How do we understand when AI chatbots fail at supporting users’ mental health?

Bridging the gap in understanding between clinicians and AI researchers

Apr 29, 2026

[I wrote this article without using AI for writing support, except for looking up some references that I cross-checked.]

We’ve all heard about the heartbreaking cases where people have completed suicide, and their interaction with an AI chatbot substantially aided that process (CBS News, 2026; CNN Business, 2026). “AI-induced psychosis” is becoming a well-known term (Nichols et al., 2026; Jutla et al., 2025). How do we, as clinicians, approach the issue of clients using AI?

I am glad to see that clinicians started speaking out about the dangers that AI use poses. Some voices I hear are clinicians wanting to tell clients to just stop using AI for mental health support. I understand the sentiment. Human connection is paramount for healing. But the reality is that many clients won’t stop. AI is becoming so embedded into our lives that it’s already nearly impossible not to interact with it in our everyday life. Personally I want to understand more about what’s happening and how, with a goal to help clients who use AI to do it in the most supportive way possible.

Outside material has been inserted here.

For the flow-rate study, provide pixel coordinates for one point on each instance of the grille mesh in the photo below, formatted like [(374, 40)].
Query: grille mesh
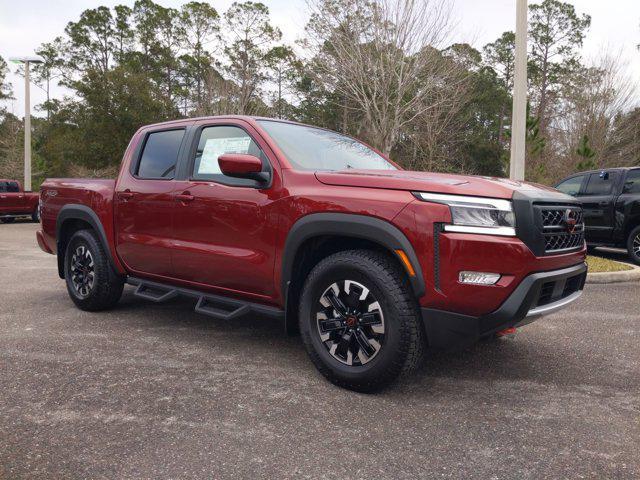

One issue at the intersection of AI and mental health is that AI is an advanced technology, and a lot of us, clinicians, are not versed in it, let alone feel comfortable with understanding the advances. (Given how fast this technology is advancing, I suspect very few people feel “on top of it” when it comes to the advances of AI technology.) The AI world has its jargon and its way of thinking that create a divide between what AI researchers are doing in the area of mental health and what’s accessible to mental health clinicians.

I want to bridge this gap a bit here, and describe some research in the AI domain about when and how AI fails in mental health contexts. I also want to convey to clinicians that there are researchers working to make AI safer in terms of mental health, which I suspect isn’t exactly common knowledge. Also, the results of the research I am discussing aren’t very reassuring. However, some improvements are happening.

What am I talking about? Some researchers have created frameworks that evaluate how well different AI chatbots perform when interacting with users with different psychological issues. I will focus on three evaluation frameworks here: SIM-VAIL (Weilhammer et al., 2026), VERA-MH (Bentley et al., 2026), and MindEval (Pombal et al., 2025). The names are just acronyms for the frameworks that researchers came up with (see Reference section at the bottom for more info on what these stand for) . These are the three latest evaluation frameworks that I came across.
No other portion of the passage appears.